Are you sure that this is not an A T & T issue?
Have you powered off/on the ISP device prior to connecting the the firewall with a static IP addr to the ISP device? If not, try this.
Have you contacted A T & T on this? Since you have moved, they may need to change their routing tables to reflect the new location of that static IP addr.
I have several T35 devices at locations with static IP addresses. Ask AT&T for the usable IPs in the range they gave to you, plus subnet mask or CIDR, and the gateway. That and the DNS of your choice (the ISP's, Google's, your choice) should be all you need.

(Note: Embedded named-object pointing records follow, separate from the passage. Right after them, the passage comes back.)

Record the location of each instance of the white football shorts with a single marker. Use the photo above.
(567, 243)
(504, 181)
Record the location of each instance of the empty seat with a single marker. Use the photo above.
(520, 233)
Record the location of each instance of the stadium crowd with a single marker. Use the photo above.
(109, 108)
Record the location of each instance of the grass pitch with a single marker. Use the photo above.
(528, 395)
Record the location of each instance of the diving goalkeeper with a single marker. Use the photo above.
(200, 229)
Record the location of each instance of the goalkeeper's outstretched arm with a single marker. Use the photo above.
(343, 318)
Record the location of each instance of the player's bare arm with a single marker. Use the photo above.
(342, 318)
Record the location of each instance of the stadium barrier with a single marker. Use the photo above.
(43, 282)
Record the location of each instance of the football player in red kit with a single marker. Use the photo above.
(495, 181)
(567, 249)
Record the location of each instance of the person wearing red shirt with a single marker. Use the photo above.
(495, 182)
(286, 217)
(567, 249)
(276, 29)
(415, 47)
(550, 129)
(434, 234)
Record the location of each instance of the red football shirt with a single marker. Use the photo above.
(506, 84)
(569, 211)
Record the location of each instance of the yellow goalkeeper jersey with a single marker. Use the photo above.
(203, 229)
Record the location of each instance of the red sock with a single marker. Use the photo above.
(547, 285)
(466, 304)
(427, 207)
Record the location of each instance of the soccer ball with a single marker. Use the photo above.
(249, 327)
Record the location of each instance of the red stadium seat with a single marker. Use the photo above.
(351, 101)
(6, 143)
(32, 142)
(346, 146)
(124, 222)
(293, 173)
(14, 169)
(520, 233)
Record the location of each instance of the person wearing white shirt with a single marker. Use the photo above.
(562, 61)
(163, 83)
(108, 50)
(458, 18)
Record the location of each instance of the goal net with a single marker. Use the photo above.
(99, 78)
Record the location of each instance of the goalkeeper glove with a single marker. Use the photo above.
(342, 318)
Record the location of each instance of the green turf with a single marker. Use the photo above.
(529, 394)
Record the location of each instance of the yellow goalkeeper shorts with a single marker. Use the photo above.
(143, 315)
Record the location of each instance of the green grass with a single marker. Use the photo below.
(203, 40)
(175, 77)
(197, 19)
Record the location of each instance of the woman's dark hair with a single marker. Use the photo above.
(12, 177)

Networking is a basic function of the Fireboxes, not tied to any subscription service.
Gregg Hill
Hmm, "Our T-35W will only work with DHCP with 2 ATT sites" makes me wonder what AT&T device you have. I have one site with AT&T & their static IP setup is bizarre, to say the least. It was a long time ago and I think it had something to do with "Public Subnets" in their device.
Gregg Hill
On some AT&T routers, there is a "passthrough mode" that may be what you need. You use passthrough mode to pass all inbound traffic to the Firebox.
Gregg Hill
Thanks I will check it out today. Just seems strange that this 35W was working fine until we moved it. I will check out the pass thru.
Do/did you have AT&T at your site where it worked? If so, look at that AT&T router's setup if it is a similar router. There is another term that escapes me right now for a firewall behind a firewall in AT&T devices.
Gregg Hill
OK, I just found some old notes. It is called "IP Passthrough" under the WAN settings, BUT this may not be what you need.
My notes say:
"I changed the AT&T router’s “IP Passthrough” setting of its WAN IP, 108.x.x.x, to go to the MAC address of the WatchGuard firewall’s WAN port."
Then I have in my notes, "The only reason I did it that way vs. using one of the 104.x.x.x addresses AT&T assigned was because you have remote devices pointing to that IP instead of using a DNS name for remote access. DNS is better!"
That client had five static IPs on the 104.x.x.x subnet, but we had to use the WAN IP in particular because they had external devices pointed to it by IP vs. by DNS.
I knew there was something funky I had to do, and now I know why, so it may be unrelated to your issue.